Synthetic experiments
Synthetic sequencing depth variant libraries were constructed for single-end and paired-end PRO-seq libraries using either the K562 PRO-seq (GSM1480327) or H9 PRO-seq 2 (GSM4214081) as source libraries, respectively. For K562 PRO-seq subsamples, seqtk sample -s99 was called on the raw fastq files to generate libraries between 2 and 10%, in 2% increments, and between 10 and 100%, in 10% increments. For the H9 PRO-seq libraries, seqtk sample -s99 was called on the raw fastq files to produce libraries between 10 and 100%, in 10% increments. Lower percentage K562 PRO-seq libraries were generated to yield libraries of total size comparable to low percentage H9 PRO-seq libraries.

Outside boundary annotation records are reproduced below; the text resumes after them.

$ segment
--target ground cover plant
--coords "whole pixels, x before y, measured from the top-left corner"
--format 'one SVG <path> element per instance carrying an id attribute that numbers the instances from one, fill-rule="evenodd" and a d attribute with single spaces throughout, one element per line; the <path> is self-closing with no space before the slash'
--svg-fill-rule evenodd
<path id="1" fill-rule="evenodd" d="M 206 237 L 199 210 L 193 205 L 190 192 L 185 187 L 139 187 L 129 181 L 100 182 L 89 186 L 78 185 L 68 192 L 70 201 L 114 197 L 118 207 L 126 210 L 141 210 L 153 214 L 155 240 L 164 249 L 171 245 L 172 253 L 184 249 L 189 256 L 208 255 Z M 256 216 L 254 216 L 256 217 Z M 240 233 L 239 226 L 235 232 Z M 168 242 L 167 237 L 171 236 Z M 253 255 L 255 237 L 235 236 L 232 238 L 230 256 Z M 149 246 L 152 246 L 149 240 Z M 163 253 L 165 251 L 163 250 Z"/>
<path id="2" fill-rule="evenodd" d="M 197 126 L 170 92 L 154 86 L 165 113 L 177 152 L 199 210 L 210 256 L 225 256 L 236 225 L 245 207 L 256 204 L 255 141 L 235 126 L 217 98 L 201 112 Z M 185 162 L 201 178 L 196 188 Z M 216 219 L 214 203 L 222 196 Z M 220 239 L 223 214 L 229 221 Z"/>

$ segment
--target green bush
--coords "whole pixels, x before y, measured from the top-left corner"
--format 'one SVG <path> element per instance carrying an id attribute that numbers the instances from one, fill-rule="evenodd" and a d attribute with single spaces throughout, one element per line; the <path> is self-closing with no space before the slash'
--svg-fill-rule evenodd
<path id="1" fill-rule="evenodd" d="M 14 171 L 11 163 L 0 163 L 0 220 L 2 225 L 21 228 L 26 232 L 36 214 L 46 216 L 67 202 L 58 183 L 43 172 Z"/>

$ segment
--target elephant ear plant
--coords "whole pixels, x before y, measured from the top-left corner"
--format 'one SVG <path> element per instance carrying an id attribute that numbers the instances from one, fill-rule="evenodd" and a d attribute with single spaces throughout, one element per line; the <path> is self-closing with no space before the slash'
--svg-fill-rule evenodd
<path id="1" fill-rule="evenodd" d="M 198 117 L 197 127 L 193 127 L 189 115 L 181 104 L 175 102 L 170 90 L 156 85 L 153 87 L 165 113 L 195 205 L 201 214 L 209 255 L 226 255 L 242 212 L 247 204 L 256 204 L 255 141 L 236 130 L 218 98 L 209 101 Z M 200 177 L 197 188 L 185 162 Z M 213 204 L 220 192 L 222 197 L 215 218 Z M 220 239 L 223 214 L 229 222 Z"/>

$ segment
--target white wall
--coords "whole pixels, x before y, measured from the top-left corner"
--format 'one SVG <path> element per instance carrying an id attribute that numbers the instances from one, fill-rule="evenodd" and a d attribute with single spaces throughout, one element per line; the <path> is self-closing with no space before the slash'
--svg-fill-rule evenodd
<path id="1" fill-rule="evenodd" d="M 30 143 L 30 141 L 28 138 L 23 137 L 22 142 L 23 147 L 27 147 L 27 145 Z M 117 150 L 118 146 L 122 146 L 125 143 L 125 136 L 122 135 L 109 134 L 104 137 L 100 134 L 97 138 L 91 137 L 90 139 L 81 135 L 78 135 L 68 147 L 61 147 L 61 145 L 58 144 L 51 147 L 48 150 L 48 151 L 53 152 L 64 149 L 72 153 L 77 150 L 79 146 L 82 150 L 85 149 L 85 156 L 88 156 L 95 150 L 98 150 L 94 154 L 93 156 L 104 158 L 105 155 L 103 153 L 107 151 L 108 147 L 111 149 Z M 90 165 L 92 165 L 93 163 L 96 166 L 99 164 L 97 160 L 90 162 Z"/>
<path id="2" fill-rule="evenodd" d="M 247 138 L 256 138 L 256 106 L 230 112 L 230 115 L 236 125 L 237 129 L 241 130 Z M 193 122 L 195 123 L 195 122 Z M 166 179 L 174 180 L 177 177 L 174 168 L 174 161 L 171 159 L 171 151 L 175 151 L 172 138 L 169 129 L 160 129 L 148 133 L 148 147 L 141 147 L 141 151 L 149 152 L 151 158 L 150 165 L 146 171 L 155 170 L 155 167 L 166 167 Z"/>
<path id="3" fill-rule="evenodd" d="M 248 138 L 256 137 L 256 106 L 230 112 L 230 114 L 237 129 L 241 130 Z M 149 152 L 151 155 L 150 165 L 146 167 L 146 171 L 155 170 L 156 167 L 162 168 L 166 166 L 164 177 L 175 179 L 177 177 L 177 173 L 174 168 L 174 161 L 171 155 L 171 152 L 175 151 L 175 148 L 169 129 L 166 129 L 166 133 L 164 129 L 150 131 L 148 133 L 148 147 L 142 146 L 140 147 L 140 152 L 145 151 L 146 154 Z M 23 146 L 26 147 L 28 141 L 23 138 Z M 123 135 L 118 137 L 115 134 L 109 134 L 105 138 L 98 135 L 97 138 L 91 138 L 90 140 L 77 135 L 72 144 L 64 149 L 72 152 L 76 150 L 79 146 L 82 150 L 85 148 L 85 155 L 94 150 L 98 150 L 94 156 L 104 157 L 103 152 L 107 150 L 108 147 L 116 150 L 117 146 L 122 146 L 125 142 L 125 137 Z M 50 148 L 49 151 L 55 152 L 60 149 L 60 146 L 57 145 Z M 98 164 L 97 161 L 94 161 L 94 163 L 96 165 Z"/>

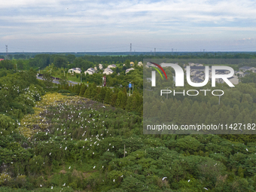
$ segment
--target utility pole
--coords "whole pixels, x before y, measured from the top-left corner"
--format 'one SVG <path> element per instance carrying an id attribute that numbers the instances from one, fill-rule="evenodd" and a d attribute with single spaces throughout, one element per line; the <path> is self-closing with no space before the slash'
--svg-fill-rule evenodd
<path id="1" fill-rule="evenodd" d="M 6 58 L 8 59 L 8 45 L 5 44 Z"/>
<path id="2" fill-rule="evenodd" d="M 123 149 L 123 157 L 125 157 L 125 144 L 124 144 L 124 149 Z"/>
<path id="3" fill-rule="evenodd" d="M 169 87 L 169 87 L 167 88 L 167 90 L 168 90 L 168 89 L 169 89 Z M 168 99 L 168 93 L 166 93 L 166 99 Z"/>

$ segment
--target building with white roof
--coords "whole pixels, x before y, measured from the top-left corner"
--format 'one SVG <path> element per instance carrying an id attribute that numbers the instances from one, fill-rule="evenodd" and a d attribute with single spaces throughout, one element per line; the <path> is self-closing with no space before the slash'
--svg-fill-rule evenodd
<path id="1" fill-rule="evenodd" d="M 81 69 L 78 68 L 78 67 L 69 69 L 69 73 L 79 73 L 79 74 L 81 74 L 81 72 L 82 72 L 82 70 L 81 70 Z"/>

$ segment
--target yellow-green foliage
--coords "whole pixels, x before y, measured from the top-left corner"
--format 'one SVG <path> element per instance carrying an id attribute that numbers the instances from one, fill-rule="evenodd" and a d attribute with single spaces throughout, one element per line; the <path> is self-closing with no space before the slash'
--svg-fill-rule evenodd
<path id="1" fill-rule="evenodd" d="M 47 108 L 56 106 L 60 102 L 72 103 L 79 99 L 79 96 L 69 97 L 56 93 L 47 93 L 41 97 L 41 100 L 36 102 L 33 108 L 35 113 L 25 115 L 20 120 L 20 126 L 18 130 L 23 136 L 30 138 L 35 133 L 47 128 L 48 123 L 45 118 L 41 117 L 40 114 L 44 112 Z M 39 127 L 39 130 L 33 130 L 33 127 Z"/>
<path id="2" fill-rule="evenodd" d="M 5 181 L 10 181 L 11 180 L 11 176 L 5 174 L 5 173 L 2 173 L 0 175 L 0 184 L 2 184 Z"/>

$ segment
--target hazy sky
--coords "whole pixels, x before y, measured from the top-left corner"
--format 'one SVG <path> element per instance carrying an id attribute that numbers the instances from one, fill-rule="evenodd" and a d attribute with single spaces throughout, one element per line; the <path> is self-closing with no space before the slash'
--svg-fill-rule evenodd
<path id="1" fill-rule="evenodd" d="M 0 0 L 0 52 L 256 51 L 256 2 Z"/>

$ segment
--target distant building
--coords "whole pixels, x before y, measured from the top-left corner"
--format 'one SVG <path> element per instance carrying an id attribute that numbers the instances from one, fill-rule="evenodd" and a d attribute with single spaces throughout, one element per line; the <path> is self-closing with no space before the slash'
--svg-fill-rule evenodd
<path id="1" fill-rule="evenodd" d="M 114 64 L 109 65 L 109 66 L 108 66 L 108 68 L 109 68 L 109 69 L 111 69 L 111 68 L 116 68 L 116 67 L 117 67 L 117 66 L 114 65 Z"/>
<path id="2" fill-rule="evenodd" d="M 165 62 L 162 62 L 162 63 L 160 64 L 160 66 L 161 67 L 166 67 L 166 66 L 163 66 L 163 64 L 176 64 L 176 65 L 178 65 L 178 62 L 176 62 L 176 63 L 165 63 Z"/>
<path id="3" fill-rule="evenodd" d="M 249 66 L 243 66 L 239 68 L 239 71 L 246 72 L 246 71 L 251 71 L 253 72 L 256 72 L 256 68 L 254 67 L 249 67 Z"/>
<path id="4" fill-rule="evenodd" d="M 102 72 L 102 74 L 105 74 L 105 75 L 111 75 L 114 72 L 114 71 L 109 68 L 106 68 L 104 69 L 104 72 Z"/>
<path id="5" fill-rule="evenodd" d="M 235 72 L 235 75 L 238 77 L 243 78 L 245 77 L 245 73 L 242 72 Z"/>
<path id="6" fill-rule="evenodd" d="M 132 70 L 134 70 L 134 69 L 133 68 L 127 69 L 126 70 L 125 70 L 125 73 L 126 74 L 126 73 L 130 72 Z"/>
<path id="7" fill-rule="evenodd" d="M 233 75 L 231 78 L 227 78 L 233 84 L 238 84 L 239 79 L 236 75 Z"/>
<path id="8" fill-rule="evenodd" d="M 74 72 L 75 72 L 75 73 L 79 73 L 79 74 L 81 74 L 81 72 L 82 72 L 82 70 L 81 70 L 81 69 L 80 68 L 72 68 L 72 69 L 69 69 L 69 73 L 74 73 Z"/>
<path id="9" fill-rule="evenodd" d="M 143 63 L 142 63 L 142 62 L 138 62 L 138 66 L 140 66 L 140 67 L 143 67 Z"/>
<path id="10" fill-rule="evenodd" d="M 200 64 L 200 63 L 196 63 L 196 64 L 194 64 L 194 66 L 197 66 L 197 67 L 203 66 L 203 64 Z"/>
<path id="11" fill-rule="evenodd" d="M 87 75 L 87 73 L 89 75 L 93 75 L 96 72 L 96 70 L 93 68 L 89 68 L 86 72 L 84 72 L 84 74 Z"/>

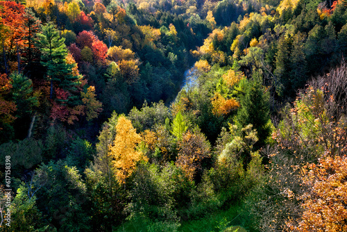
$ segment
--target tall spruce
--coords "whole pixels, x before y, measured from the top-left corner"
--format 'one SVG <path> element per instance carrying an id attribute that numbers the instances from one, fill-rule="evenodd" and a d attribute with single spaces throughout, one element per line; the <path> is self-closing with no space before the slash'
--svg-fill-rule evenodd
<path id="1" fill-rule="evenodd" d="M 46 68 L 46 78 L 51 82 L 49 98 L 53 99 L 53 88 L 57 85 L 69 92 L 67 101 L 74 101 L 76 96 L 74 93 L 77 91 L 78 76 L 74 76 L 72 72 L 76 64 L 66 62 L 67 49 L 64 43 L 65 39 L 60 37 L 59 31 L 51 22 L 43 26 L 42 33 L 36 35 L 42 53 L 41 64 Z"/>

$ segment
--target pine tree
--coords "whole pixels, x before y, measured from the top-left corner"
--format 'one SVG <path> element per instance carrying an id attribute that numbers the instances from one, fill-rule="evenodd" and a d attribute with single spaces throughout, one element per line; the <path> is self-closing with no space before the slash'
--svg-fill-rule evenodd
<path id="1" fill-rule="evenodd" d="M 255 147 L 260 147 L 265 144 L 271 133 L 269 94 L 264 91 L 259 80 L 250 81 L 245 92 L 241 98 L 241 109 L 236 116 L 236 124 L 239 129 L 252 124 L 259 138 Z"/>
<path id="2" fill-rule="evenodd" d="M 66 62 L 67 49 L 64 43 L 65 39 L 60 38 L 59 31 L 52 23 L 42 26 L 42 33 L 37 34 L 37 42 L 42 53 L 41 63 L 46 68 L 46 76 L 51 82 L 50 99 L 53 99 L 53 84 L 58 84 L 69 94 L 68 99 L 63 103 L 74 100 L 76 95 L 74 93 L 77 90 L 76 81 L 78 76 L 74 76 L 72 72 L 76 64 L 68 64 Z"/>

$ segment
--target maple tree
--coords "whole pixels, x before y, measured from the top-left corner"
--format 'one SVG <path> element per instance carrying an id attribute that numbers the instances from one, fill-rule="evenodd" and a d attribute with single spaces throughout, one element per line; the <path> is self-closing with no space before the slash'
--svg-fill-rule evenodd
<path id="1" fill-rule="evenodd" d="M 102 15 L 106 11 L 106 8 L 102 3 L 96 2 L 94 5 L 95 13 L 96 15 Z"/>
<path id="2" fill-rule="evenodd" d="M 327 156 L 317 165 L 304 167 L 303 183 L 310 192 L 299 196 L 303 212 L 298 224 L 287 222 L 290 231 L 344 231 L 347 230 L 347 157 Z"/>
<path id="3" fill-rule="evenodd" d="M 116 126 L 116 137 L 110 150 L 115 160 L 116 176 L 122 183 L 126 183 L 126 179 L 134 172 L 138 161 L 147 160 L 147 158 L 136 149 L 140 142 L 141 136 L 136 133 L 131 122 L 120 116 Z"/>
<path id="4" fill-rule="evenodd" d="M 77 2 L 70 2 L 67 6 L 67 15 L 71 22 L 74 22 L 79 19 L 81 9 Z"/>
<path id="5" fill-rule="evenodd" d="M 91 29 L 93 27 L 94 20 L 90 17 L 90 15 L 85 15 L 83 10 L 80 13 L 79 22 L 82 26 L 84 26 L 85 28 Z"/>
<path id="6" fill-rule="evenodd" d="M 96 118 L 100 112 L 101 112 L 102 103 L 96 100 L 95 97 L 95 88 L 90 86 L 87 89 L 87 92 L 82 92 L 82 101 L 86 106 L 87 120 L 90 121 Z"/>
<path id="7" fill-rule="evenodd" d="M 214 96 L 211 99 L 211 103 L 213 114 L 219 116 L 227 115 L 240 106 L 235 99 L 226 99 L 218 92 L 214 93 Z"/>
<path id="8" fill-rule="evenodd" d="M 74 56 L 76 62 L 80 63 L 82 59 L 81 51 L 75 43 L 71 44 L 68 47 L 70 53 Z"/>
<path id="9" fill-rule="evenodd" d="M 187 177 L 193 180 L 196 172 L 202 169 L 202 163 L 209 158 L 210 143 L 199 131 L 187 131 L 178 142 L 178 155 L 175 164 L 182 168 Z"/>

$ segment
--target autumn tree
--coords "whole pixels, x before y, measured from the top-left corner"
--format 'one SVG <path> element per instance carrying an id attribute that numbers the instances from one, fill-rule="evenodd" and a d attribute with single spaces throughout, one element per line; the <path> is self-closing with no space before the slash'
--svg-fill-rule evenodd
<path id="1" fill-rule="evenodd" d="M 141 142 L 141 137 L 136 133 L 131 122 L 120 116 L 116 126 L 116 137 L 110 149 L 114 157 L 113 165 L 116 175 L 122 183 L 129 177 L 140 160 L 147 160 L 136 147 Z"/>
<path id="2" fill-rule="evenodd" d="M 92 31 L 83 31 L 78 33 L 76 39 L 76 42 L 80 49 L 88 47 L 92 49 L 93 42 L 97 39 Z"/>
<path id="3" fill-rule="evenodd" d="M 108 47 L 105 43 L 99 40 L 95 40 L 92 44 L 92 50 L 93 51 L 95 60 L 101 64 L 103 63 L 107 56 Z"/>
<path id="4" fill-rule="evenodd" d="M 239 107 L 239 103 L 234 99 L 226 99 L 220 93 L 216 92 L 211 99 L 212 113 L 215 115 L 228 115 L 232 110 Z"/>
<path id="5" fill-rule="evenodd" d="M 35 38 L 40 31 L 41 22 L 35 16 L 31 8 L 25 8 L 24 25 L 28 33 L 24 37 L 24 48 L 22 56 L 26 63 L 26 69 L 30 70 L 31 67 L 36 65 L 40 60 L 39 49 L 35 46 Z"/>
<path id="6" fill-rule="evenodd" d="M 80 7 L 76 1 L 71 1 L 67 6 L 67 15 L 71 22 L 74 22 L 78 19 L 80 17 Z"/>
<path id="7" fill-rule="evenodd" d="M 185 120 L 185 118 L 182 115 L 180 111 L 176 114 L 174 121 L 172 122 L 171 125 L 172 131 L 171 133 L 178 139 L 180 140 L 182 138 L 182 135 L 185 133 L 187 129 L 188 129 L 188 126 L 187 125 L 187 122 Z"/>
<path id="8" fill-rule="evenodd" d="M 265 92 L 259 81 L 251 81 L 246 84 L 240 106 L 236 117 L 237 125 L 242 129 L 252 124 L 258 134 L 257 146 L 263 146 L 271 133 L 270 109 L 269 93 Z"/>
<path id="9" fill-rule="evenodd" d="M 34 106 L 38 105 L 37 99 L 33 94 L 33 81 L 22 74 L 12 72 L 10 76 L 12 86 L 13 101 L 18 108 L 19 117 L 33 113 Z"/>
<path id="10" fill-rule="evenodd" d="M 317 165 L 305 167 L 303 184 L 310 192 L 298 197 L 303 201 L 301 217 L 297 223 L 287 222 L 290 231 L 344 231 L 347 230 L 347 158 L 328 156 Z"/>

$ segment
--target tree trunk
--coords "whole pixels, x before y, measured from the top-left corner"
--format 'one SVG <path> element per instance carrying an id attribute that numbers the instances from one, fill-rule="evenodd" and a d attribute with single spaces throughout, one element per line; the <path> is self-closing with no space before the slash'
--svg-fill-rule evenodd
<path id="1" fill-rule="evenodd" d="M 26 136 L 27 138 L 30 138 L 31 137 L 33 127 L 34 126 L 34 123 L 35 123 L 35 119 L 36 119 L 36 112 L 35 113 L 34 115 L 33 116 L 33 118 L 31 119 L 31 122 L 30 123 L 29 130 L 28 131 L 28 136 Z"/>

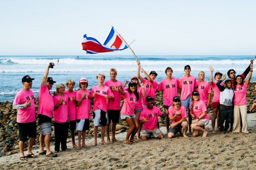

RNA-seq spike-in libraries were also produced using the command seqtk sample -s99 on raw fastq files using combinations of the K562 PRO-seq library utilized prior and a corresponding K562 RNA-seq library (GSM765405). RNA-seq libraries were sampled between 10 and 100%, in 10 percent increments, and concatenated with the sampled K562 PRO-seq libraries to generate mixed libraries composed of 0–100% RNA-seq.
Low complexity libraries were similarly constructed. Thirty million total read libraries were generated by using seqtk sample -s99 on the H9 PRO-seq 2 library and sampling at 50, 80, 90, 92, 94, 96, 98, and 100%. At each percentage of original H9 PRO-seq 2 library sample, the remainder represents duplicates of the original raw reads composing the opposite percentage, producing libraries with varying levels of duplicated reads.